Like, say you're debating whether or not to go for the Oracle. To keep things simple, I'll assume that no one else is competing for it, and that you're going to use it to pick up Metal Casting. My intuition is that, for industrious leaders, that's usually a strong play, but for leaders who aren't industrious it's usually not worth it. But I'll check if the math agrees.

Getting the Oracle requires meditation (79 beakers), priesthood (59 beakers), and 100 hammers. I won't count mysticism since you'll probably need that anyway and you might have started with it. The reward is metal casting- 450 beakers for free. This is with standard/monarch/quick speed settings. I suppose we should also discount the 1.2 prerequisite bonus, so you only need to research (79+59)/1.2=115 beakers. Those aren't totally wasted, since you would have needed meditation and priesthood eventually anyway, but probably not for a very long time.

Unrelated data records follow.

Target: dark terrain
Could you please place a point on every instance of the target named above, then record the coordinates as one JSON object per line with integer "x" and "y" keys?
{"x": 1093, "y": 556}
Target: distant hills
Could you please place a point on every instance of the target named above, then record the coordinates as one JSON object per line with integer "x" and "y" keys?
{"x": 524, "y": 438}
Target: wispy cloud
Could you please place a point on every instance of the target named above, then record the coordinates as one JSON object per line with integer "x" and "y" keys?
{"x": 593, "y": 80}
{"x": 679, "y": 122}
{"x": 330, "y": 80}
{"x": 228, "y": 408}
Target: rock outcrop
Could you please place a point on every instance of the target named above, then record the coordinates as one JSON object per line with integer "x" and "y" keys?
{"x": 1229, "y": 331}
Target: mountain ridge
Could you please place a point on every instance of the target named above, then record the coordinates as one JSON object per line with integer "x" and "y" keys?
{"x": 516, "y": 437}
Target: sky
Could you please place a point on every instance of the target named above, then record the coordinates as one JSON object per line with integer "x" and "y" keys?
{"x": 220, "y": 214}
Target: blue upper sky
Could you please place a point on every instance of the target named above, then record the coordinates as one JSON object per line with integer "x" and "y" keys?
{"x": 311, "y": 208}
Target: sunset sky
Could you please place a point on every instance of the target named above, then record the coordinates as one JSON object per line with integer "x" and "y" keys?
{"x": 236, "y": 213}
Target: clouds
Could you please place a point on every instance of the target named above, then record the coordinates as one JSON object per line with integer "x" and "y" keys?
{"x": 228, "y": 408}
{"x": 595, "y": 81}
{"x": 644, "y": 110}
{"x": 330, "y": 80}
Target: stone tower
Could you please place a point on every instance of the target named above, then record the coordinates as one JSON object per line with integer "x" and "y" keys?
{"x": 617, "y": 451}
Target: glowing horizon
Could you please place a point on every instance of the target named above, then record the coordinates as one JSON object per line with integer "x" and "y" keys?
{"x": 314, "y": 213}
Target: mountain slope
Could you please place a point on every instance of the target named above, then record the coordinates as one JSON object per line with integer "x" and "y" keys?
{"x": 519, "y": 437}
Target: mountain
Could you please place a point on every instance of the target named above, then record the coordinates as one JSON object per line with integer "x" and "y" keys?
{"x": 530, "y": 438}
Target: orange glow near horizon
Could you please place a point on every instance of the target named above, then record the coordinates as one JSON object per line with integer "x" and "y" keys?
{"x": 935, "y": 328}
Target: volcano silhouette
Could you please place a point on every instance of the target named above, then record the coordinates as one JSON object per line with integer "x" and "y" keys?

Total (nominal) cost: 115 beakers, 100 hammers.

The 115 beakers would be devalued by inflation over the time you spend researching them. However, the same is true for anything else you research also, so it's the same cost as anything else (bronze working, for example, is almost the same). Same goes for the 100 hammers.

However, chances are you wouldn't have researched metal casting so early, so you have to discount those 450 beakers. You'd need to estimate what turn you would have normally researched it on. If you assume that 20h = 1 hpt (I think that underestimates early game hammers, but nevermind), then an 80h forge is worth 4 hpt, and is therefore a good investment for cities making more than 16 base hpt. Even counting slavery, there aren't many cities like that early in the game.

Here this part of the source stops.